— Это мой единственный выход. Или я становлюсь другим — или мне крышка. Вся моя жизнь — это скверный анекдот, плевок против ветра, полоса сплошных неудач. На следующей неделе мне стукнет сорок один. Если я сейчас не вытащу себя за волосы, то мне уже не выплыть. Я пойду на дно, как топор.
— Тебе надо вернуться к работе. Начнешь писать и сразу вспомнишь, чего ты стоишь.
— Меня от одной мысли с души воротит. Вся эта писанина не стоит ломаного гроша.
— Старая песня.
— На этот раз это не просто болтовня.

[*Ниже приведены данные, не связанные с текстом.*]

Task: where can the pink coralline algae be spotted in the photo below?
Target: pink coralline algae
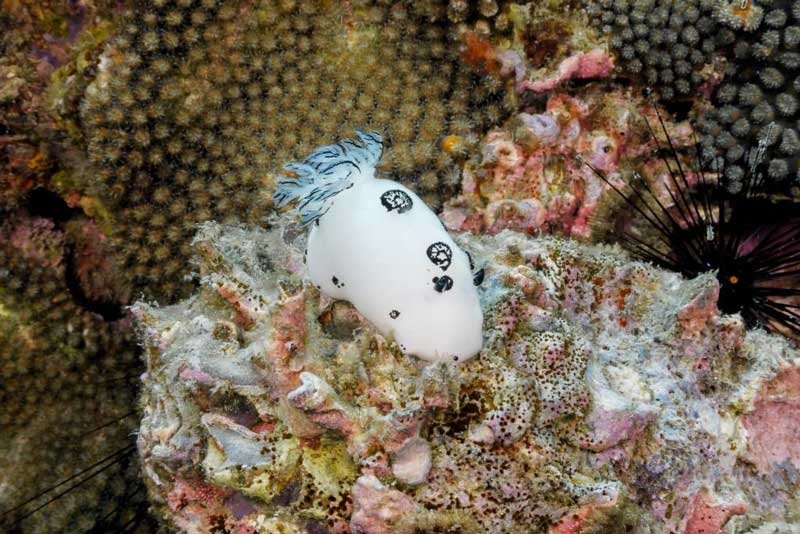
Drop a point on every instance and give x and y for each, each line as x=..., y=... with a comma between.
x=596, y=63
x=532, y=175
x=609, y=395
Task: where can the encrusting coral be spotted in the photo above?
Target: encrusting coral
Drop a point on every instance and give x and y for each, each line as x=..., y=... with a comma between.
x=67, y=391
x=666, y=44
x=608, y=392
x=194, y=105
x=759, y=98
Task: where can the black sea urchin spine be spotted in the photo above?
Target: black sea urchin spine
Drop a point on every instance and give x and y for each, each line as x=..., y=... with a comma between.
x=749, y=239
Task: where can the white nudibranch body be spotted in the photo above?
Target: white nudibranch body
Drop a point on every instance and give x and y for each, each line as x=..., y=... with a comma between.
x=374, y=243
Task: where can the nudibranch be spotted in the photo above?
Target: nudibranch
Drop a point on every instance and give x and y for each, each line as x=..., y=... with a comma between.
x=374, y=243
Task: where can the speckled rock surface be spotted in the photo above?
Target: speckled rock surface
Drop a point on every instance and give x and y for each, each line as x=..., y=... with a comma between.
x=609, y=395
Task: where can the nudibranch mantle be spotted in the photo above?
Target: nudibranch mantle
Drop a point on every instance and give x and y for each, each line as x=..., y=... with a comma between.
x=375, y=243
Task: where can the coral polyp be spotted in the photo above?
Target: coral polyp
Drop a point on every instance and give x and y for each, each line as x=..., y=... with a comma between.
x=194, y=107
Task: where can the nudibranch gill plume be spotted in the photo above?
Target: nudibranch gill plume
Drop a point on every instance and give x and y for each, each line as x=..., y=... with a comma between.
x=374, y=243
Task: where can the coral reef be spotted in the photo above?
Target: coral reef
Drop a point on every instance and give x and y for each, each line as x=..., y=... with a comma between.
x=668, y=45
x=758, y=99
x=67, y=387
x=193, y=106
x=609, y=393
x=528, y=177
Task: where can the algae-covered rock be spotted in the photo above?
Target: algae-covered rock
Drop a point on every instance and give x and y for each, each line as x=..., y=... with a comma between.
x=608, y=394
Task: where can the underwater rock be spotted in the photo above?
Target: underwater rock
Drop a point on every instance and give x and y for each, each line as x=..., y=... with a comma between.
x=528, y=176
x=608, y=393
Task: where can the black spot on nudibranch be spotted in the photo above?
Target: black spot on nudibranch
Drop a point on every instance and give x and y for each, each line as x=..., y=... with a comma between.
x=440, y=254
x=395, y=199
x=442, y=283
x=477, y=278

Я не собираюсь всю оставшуюся жизнь тюкать пальцем по клавиатуре. Хватит быть тенью. Я должен встать из-за письменного стола. Выйти в реальный мир, сделать что-то.
— Например?
— Спроси что-нибудь полегче. — Он умолк, и вдруг, совершенно неожиданно, на губах заиграла улыбка. Я уже забыл, когда он последний раз улыбался. На мгновение передо мной предстал прежний Сакс— Когда сам разберусь, я тебе напишу.
* * *
Я тогда ушел от Сакса с ощущением, что он сумеет преодолеть кризис. Пусть не сразу, пусть со временем, но войдет в привычную колею. При своей жизнерадостности, не говоря уже об уме и силе воли, он не даст обстоятельствам себя раздавить. Возможно, я недооценил, до какой степени была поколеблена его уверенность в своих силах, хотя вряд ли. Я видел, как он мучается, как изводит себя сомнениями и прокурорскими наскоками, но я также видел улыбку и проблеск самоиронии, что внушало надежду на выздоровление.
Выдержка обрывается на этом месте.